La guérilla tarifaire de Donald Trump est également et unanimement désapprouvée par les membres du G20, mais elle pourrait amener la Chine à faire des concessions souhaitées par tous.

La guerre des mondes

Au-delà des questions commerciales, la Chine inquiète les pays industrialisés à cause des moyens qu’elle s’est donnés, affirme Zhan Su.

En plus d’être l’usine du monde, le pays possède des ressources stratégiques, comme les terres rares, il a un marché croissant de consommateurs et il est le plus grand détenteur de la dette américaine.

« La Chine ne peut plus être considérée comme un pays en voie de développement. C’est le plus important investisseur au monde, qui peut mobiliser des ressources gigantesques. »

« Si quelqu’un peut défier la suprématie américaine, c’est la Chine », dit-il.

Sur le plan technologique, c’est probablement déjà fait.

Plusieurs observateurs pensent que les reproches faits à Huawei ne sont qu’un prétexte pour camoufler le retard technologique des entreprises américaines et qu’ils visent à gagner du temps.

Luc Vallée, stratège en chef de Valeurs mobilières Banque Laurentienne

Selon lui, le président américain pense d’abord à sa réélection en 2020, mais d’autres, aux États-Unis, voient plus loin.
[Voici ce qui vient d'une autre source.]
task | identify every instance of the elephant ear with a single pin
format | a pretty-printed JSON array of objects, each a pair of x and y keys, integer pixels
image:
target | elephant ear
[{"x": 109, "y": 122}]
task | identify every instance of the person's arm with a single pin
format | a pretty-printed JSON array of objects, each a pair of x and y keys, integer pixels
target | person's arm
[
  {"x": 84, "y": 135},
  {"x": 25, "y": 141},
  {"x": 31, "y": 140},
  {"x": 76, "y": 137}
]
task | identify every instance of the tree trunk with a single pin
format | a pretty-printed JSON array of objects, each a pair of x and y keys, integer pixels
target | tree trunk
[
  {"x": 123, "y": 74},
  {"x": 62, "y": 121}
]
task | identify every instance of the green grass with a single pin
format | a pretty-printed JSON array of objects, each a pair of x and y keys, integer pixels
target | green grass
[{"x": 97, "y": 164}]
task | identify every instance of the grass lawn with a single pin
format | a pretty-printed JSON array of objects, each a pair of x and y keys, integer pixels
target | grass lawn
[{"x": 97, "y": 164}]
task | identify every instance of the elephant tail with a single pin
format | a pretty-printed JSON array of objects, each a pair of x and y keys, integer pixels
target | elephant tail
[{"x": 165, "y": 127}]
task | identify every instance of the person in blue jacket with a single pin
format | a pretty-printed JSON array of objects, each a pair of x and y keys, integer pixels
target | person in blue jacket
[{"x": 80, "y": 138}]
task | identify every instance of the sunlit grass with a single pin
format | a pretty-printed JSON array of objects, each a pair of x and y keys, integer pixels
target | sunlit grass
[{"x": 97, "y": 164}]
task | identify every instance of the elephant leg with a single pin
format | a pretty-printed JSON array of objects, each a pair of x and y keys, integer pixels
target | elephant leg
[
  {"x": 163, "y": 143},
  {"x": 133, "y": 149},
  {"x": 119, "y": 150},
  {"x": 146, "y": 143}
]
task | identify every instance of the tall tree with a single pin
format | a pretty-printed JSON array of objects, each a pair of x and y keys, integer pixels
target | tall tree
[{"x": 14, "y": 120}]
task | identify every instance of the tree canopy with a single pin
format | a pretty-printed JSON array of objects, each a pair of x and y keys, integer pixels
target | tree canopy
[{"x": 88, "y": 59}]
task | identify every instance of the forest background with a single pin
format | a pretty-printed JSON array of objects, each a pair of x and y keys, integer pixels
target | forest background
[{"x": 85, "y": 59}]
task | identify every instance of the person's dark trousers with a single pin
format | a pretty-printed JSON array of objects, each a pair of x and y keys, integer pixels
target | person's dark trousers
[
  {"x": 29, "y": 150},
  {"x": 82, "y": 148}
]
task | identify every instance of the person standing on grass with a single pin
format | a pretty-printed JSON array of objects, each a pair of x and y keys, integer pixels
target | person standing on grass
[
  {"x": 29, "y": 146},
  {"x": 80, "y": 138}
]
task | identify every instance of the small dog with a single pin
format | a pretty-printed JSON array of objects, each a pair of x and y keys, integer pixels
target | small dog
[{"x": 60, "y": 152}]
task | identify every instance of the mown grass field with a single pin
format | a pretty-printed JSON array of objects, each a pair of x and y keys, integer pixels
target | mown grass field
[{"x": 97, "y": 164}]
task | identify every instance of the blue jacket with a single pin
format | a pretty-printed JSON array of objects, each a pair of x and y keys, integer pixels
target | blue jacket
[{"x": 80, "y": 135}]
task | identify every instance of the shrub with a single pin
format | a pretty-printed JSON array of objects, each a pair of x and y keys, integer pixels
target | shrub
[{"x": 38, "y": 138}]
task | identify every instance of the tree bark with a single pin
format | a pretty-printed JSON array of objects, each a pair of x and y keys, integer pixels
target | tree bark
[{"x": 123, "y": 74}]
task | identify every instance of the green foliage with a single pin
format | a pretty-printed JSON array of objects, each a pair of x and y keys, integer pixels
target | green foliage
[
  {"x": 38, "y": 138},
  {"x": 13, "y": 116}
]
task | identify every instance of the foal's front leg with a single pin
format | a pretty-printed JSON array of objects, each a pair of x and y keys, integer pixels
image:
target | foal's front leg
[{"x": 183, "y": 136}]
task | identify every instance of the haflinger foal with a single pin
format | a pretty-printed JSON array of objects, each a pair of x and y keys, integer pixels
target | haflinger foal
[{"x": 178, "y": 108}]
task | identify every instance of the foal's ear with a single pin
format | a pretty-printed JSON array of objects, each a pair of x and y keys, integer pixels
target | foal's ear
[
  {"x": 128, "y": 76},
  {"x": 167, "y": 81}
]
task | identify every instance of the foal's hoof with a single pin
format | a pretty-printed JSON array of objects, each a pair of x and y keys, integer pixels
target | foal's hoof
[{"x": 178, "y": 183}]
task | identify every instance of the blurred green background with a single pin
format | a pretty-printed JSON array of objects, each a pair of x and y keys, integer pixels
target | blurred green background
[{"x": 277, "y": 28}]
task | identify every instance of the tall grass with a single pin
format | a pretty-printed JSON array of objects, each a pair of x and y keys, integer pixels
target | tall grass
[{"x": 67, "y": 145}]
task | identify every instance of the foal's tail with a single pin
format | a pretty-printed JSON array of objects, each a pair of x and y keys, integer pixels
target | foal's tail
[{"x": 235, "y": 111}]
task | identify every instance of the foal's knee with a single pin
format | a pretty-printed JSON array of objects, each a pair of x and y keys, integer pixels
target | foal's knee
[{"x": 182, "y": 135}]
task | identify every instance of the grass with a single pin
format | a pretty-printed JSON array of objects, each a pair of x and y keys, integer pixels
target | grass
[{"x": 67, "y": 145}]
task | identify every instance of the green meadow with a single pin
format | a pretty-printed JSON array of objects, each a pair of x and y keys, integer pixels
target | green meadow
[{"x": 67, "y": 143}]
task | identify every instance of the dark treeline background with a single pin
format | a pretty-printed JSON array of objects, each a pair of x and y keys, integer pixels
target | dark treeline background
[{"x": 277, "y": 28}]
Les grands projets d’infrastructures mis en œuvre par le gouvernement chinois, comme « One Belt, One Road », qui visent à accroître l’influence de la Chine dans le monde, inquiètent beaucoup les Américains.

Selon Zhan Su, il est évident que le conflit actuel entre la Chine et les États-Unis est plus qu’un conflit commercial. « C’est une guerre technologique et politique. »

Le professeur né à Pékin et arrivé au Canada en 1982 croit que si Donald Trump et Xi Jinping se rencontrent à Osaka la semaine prochaine, ils trouveront un moyen de s’entendre pour sauver la face tous les deux.

« Trump ne veut pas de récession parce qu’il veut assurer sa réélection et la Chine ne veut pas ralentir son économie », assure-t-il.

« La Chine dominera bientôt l’économie mondiale, renchérit Luc Vallée. Ce sera alors dans son intérêt que ses partenaires commerciaux respectent les règles du commerce international. »

« One Belt, One Road »

Le projet titanesque, aussi appelé « nouvelle route de la soie », est une priorité du gouvernement de Xi Jinping. Il vise à construire des routes, des ports et des voies ferroviaires pour former un nouveau corridor commercial entre la Chine et l’Europe, en passant par l’Asie centrale et le Moyen-Orient.

Ce nouveau corridor pourrait être achevé en 2049. Les pays qui s’y intéressent, certains financés par les Chinois, représentent 62 % de la population mondiale.